BLOOD PLUM
Andrew Hykel Mears
smoother than the deer, its pressureless depth,
that emerges edged with green and ascends
to a steam-shadow, lace on the tread of dawn.
Smoother than the deer so drunk with calm;
smoother than its future cry like a blown dart streaking-true
among the spread of trees—sharply throbbing—
and through the closed-up throat of the day.

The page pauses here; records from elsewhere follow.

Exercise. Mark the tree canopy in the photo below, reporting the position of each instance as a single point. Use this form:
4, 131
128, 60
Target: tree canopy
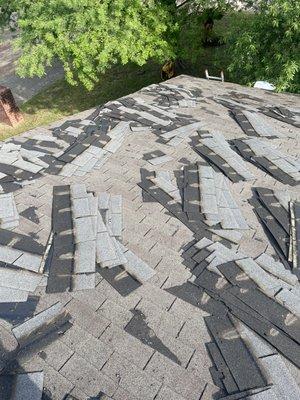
90, 36
268, 47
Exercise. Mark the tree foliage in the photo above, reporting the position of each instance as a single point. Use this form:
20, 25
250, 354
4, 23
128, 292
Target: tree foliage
268, 46
90, 36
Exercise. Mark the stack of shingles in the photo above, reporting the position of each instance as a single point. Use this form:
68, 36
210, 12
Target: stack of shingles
22, 386
109, 249
253, 124
262, 154
261, 293
173, 96
87, 230
9, 216
176, 136
50, 321
157, 157
294, 249
282, 114
71, 258
127, 109
231, 358
93, 151
20, 267
207, 192
214, 148
278, 211
282, 385
172, 128
160, 186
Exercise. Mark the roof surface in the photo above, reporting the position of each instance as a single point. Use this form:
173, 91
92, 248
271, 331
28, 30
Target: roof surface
154, 329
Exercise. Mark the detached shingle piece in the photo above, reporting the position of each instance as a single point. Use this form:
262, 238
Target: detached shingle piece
41, 324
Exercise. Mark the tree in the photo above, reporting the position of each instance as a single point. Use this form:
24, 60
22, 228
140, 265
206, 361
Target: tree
90, 36
268, 47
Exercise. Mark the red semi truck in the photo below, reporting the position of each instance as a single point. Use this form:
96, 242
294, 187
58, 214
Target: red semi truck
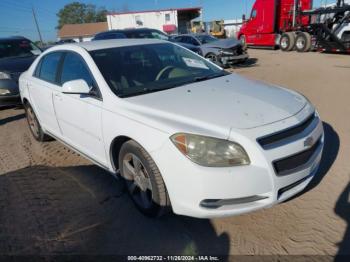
293, 24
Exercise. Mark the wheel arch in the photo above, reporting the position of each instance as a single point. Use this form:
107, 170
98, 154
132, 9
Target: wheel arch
114, 150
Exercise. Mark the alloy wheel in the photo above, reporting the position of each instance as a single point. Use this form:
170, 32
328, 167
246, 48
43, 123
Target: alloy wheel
284, 42
137, 180
300, 43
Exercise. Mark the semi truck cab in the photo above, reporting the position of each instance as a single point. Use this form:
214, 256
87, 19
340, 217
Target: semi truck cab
269, 19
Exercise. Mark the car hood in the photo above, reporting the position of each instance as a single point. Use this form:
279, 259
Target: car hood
223, 43
218, 104
16, 64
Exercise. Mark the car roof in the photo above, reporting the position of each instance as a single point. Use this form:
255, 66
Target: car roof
13, 38
106, 44
127, 30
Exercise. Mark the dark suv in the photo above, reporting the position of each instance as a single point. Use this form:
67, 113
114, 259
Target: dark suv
142, 33
16, 55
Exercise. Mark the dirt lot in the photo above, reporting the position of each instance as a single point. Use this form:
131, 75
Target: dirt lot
52, 201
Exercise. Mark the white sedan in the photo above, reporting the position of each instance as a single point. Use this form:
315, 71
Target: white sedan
183, 133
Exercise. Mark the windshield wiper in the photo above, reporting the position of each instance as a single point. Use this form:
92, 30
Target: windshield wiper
207, 77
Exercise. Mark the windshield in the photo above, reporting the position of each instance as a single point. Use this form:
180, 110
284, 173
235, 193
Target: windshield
153, 34
137, 70
205, 39
18, 48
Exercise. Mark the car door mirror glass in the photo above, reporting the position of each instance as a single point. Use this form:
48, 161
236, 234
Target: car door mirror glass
76, 87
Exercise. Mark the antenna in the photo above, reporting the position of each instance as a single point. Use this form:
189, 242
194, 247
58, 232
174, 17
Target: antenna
37, 27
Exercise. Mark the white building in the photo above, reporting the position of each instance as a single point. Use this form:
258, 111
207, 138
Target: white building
168, 20
81, 32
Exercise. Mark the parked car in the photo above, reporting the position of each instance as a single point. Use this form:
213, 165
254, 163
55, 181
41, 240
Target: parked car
65, 41
223, 52
181, 131
142, 33
16, 55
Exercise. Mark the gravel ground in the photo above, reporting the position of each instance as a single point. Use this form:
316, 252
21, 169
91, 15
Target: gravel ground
52, 201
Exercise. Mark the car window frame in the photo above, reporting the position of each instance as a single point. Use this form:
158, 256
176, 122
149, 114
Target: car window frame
39, 64
98, 95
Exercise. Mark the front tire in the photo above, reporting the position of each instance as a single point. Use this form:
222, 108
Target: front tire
215, 59
303, 42
143, 180
34, 125
287, 41
243, 40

The plum—a cultivation of desire—is not
compelled to speak and only cedes
a cool transparent thud,
there, in the softness of the rain.
So lies the plum, a listening tongue,
tuned in on the worm—a catchy number
for grabby chicks, their pink gastric mills—
on leaf litter’s countervailing billow;
on the mushroom who dawns from an ant-husk
and spores, a dozy breath like french-dressing left
to split over winter on the shelf.
Sky lanterns lit and dropped into the sun.
How does the plum really feel? Stalked.
What does it believe? Its flesh, the circle, the stone.
, at last in a fruit bowl, on any given sill
listening for the weather, unable to hear a thing.
Radio idents in a distant room
do their work on human connection.
It’s silent outside. Black trees wind the air,
dance-revert-root, snap like the mind
—giddy and small—like a radiant seed
flying from a central stalk.
So lies the plum as the boiler clicks on,
its brightness buried as if startled, awed,
by a threadbare voice swift and separate from this world.